On Thu, Jun 5, 2025 at 2:31 AM Faisal Imran <fimran.ms...@seecs.edu.pk> wrote:
Dear Haky,

I hope you are doing well. We are collaborating with Theranostics Laboratory on generating liver transcriptomes using UK Biobank data and have been attempting to run S-PrediXcan for this project. Although the example scripts in the repository execute successfully, we encounter errors when applying the provided model to the UKBB whole-genome sequencing (WGS) data. Additionally, when we use the GTEx V8 models from PredictDB, we observe 0 % SNP coverage.

We would greatly appreciate any guidance you can offer to help us integrate S-PrediXcan with UK Biobank WGS. We have also explored WGS data from sources such as EBI but have not been successful.

Thank you for your time and assistance.

Best,
Faisal

Festus

unread,

Jun 20, 2025, 10:11:29 AM6/20/25

to PrediXcan/MetaXcan

Hi Faisal,

I have seen a few issues with your code;

In the command line argument –snp_column you are using SNP but in your summary statistics you have variant_id. It should be the column name of the identifier you want to match with the id id used in the database.

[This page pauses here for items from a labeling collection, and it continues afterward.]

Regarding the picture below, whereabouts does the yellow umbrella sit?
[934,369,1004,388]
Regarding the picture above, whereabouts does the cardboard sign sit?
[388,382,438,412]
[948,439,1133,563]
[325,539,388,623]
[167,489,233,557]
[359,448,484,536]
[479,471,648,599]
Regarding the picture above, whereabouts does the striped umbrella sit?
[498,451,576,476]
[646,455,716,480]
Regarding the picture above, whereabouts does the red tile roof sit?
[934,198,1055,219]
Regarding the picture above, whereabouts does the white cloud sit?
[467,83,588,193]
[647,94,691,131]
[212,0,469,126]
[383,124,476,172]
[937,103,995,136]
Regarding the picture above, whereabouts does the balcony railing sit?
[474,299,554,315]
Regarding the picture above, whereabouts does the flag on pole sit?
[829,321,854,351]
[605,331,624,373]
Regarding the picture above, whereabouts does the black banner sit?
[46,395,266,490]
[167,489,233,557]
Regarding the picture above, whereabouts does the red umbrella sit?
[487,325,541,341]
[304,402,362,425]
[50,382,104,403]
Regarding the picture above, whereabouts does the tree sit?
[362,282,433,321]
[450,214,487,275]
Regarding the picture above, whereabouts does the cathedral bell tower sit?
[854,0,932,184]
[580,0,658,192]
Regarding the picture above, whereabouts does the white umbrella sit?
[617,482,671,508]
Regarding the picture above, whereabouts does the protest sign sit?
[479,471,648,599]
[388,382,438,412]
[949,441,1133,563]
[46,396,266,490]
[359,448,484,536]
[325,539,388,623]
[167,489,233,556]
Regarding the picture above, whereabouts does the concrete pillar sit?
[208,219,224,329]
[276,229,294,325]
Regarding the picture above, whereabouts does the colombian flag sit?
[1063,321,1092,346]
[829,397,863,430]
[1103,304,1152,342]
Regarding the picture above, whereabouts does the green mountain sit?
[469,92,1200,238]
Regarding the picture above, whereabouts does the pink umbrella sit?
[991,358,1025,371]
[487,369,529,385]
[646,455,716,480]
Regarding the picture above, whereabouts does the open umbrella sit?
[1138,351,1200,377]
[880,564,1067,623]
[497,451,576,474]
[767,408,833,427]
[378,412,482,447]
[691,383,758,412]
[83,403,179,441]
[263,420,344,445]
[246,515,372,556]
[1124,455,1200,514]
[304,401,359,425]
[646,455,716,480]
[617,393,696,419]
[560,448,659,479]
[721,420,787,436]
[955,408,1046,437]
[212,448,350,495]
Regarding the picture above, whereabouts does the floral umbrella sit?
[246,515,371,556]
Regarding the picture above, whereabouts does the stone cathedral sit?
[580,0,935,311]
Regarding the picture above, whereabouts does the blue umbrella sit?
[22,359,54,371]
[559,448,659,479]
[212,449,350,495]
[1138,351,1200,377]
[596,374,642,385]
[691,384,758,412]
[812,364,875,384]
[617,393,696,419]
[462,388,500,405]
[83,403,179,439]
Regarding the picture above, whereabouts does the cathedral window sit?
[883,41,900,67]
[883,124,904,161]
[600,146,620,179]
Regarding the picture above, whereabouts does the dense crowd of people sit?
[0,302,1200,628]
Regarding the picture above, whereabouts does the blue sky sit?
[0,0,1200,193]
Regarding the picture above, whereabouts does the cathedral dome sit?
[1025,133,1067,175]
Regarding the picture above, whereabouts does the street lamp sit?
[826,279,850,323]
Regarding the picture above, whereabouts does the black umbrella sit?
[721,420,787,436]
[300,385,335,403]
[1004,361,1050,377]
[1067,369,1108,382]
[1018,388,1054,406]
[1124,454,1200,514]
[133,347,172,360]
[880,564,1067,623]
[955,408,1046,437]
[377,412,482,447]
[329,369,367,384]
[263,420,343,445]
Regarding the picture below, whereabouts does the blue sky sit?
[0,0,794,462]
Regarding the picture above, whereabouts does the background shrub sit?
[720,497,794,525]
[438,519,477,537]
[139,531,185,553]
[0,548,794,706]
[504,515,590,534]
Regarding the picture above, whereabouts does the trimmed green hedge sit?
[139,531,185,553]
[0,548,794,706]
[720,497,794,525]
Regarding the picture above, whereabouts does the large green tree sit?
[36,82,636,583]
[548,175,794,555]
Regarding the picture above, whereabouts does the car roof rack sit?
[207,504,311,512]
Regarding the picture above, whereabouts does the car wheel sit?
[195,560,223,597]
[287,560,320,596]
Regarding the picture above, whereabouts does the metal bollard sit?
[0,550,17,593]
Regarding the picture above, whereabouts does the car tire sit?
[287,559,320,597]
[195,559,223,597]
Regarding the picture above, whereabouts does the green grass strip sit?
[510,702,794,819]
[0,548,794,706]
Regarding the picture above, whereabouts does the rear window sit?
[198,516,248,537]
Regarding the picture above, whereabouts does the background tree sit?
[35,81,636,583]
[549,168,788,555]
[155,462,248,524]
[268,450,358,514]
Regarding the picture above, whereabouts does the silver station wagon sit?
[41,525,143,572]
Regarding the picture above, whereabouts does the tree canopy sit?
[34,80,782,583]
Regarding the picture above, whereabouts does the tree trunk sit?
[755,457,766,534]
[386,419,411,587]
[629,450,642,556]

So if you meant to use column with rsid then it should be –snp_column variant_id
The mashr models don’t have rsid so you can’t directly use the rsid in your sum stats to map to the model weights. You will need to generate another column with variant_id in the sumstats with the following format chr_pos_ref_alt_b38 (b_38 is the genome build for SNPs in mashr models). The –snp_column should reference this column.
You will need to use –keep_non_rsid flag in your cmd because again these models don't have rsids.